Monday 21 June 2010

Book of the Week - Miguel Syjuco, Ilustrado


I'm sticking with another overseas writer this week, although in this case a book written in English. Miguel Syjuco (November 17, 1976) is a Filipino writer from Manila and the Man Asian Literary Prize grand prize winner for 2008. He is the son of Augusto Syjuco Jr., a politician allied with the party of Philippine President Gloria Macapagal Arroyo, and received a degree in English literature from the Ateneo de Manila University in 2000 and an MFA from Columbia University in 2004. He is currently completing a PhD in English literature from the University of Adelaide.
His novel, Ilustrado, won the Grand Prize for the Novel in English at the 2008 Palanca Awards. In November of the same year, he won the Man Asian Literary Prize also for Ilustrado. "Ilustrado" (from a Spanish word meaning “enlightened,”) is a reference to the elite of late 19th century colonial Philippines, who were sent to Europe to be educated These expatriates returned to their homeland and helped oust their Spanish colonial masters in 1896. Syjuco criticizes the current 8.1 million Filipino expatriates — the current ilustrados — for not doing more to aid their homeland. Syjuco has repeatedly emphasized that Ilustrado, while sharing some parallels with his life, is a work of fiction. However, like the fictional Miguel Syjuco who narrates Ilustrado, Syjuco was urged to enter politics, a course he ultimately rejected. He currently lives in Montreal with his girlfriend Edith and two cats, Conrad and Laurent, and has already sold a second book to a North American publisher.

Ilustrado is an ambitious novel, and in some respects a challenging read. It plays with form and structure, and many readers are unsure what is true and what is fiction. It is a book with serious intent, but playful in style. Reviewers have expressed surprise at the control maintained by Syjuco in such an ambitious novel, expecially in view of his relative youth. He is certainly an author to watch, and signed first are available.
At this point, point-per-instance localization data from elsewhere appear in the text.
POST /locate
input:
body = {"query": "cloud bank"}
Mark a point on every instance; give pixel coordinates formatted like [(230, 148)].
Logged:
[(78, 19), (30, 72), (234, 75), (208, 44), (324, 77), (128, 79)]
"It begins with a body. On a clear day in winter, the battered corpse of Crispin Salvador is pulled from the Hudson River – taken from the world is the controversial lion of Philippine literature. Missing, too, is the only manuscript of his final book – meant to rescue him from obscurity by exposing the corrupt roots of power behind the Filipino ruling families. His student, Miguel, investigates, journeying home from a city still in shock from terrorist attacks to a country caught between reckless decay and desperate progress. To understand his mentor’s death, Miguel scours the life, charting Salvador’s trajectory via his poetry, stories, interviews, novels, and memoirs. The literary fragments become patterns become stories become epic: a generations-long saga of revolution, familial duty, political intrigue, and a people’s enduring struggle against their own worst tendencies. This is a clever, bravura, and exuberant debut novel from a new literary sensation."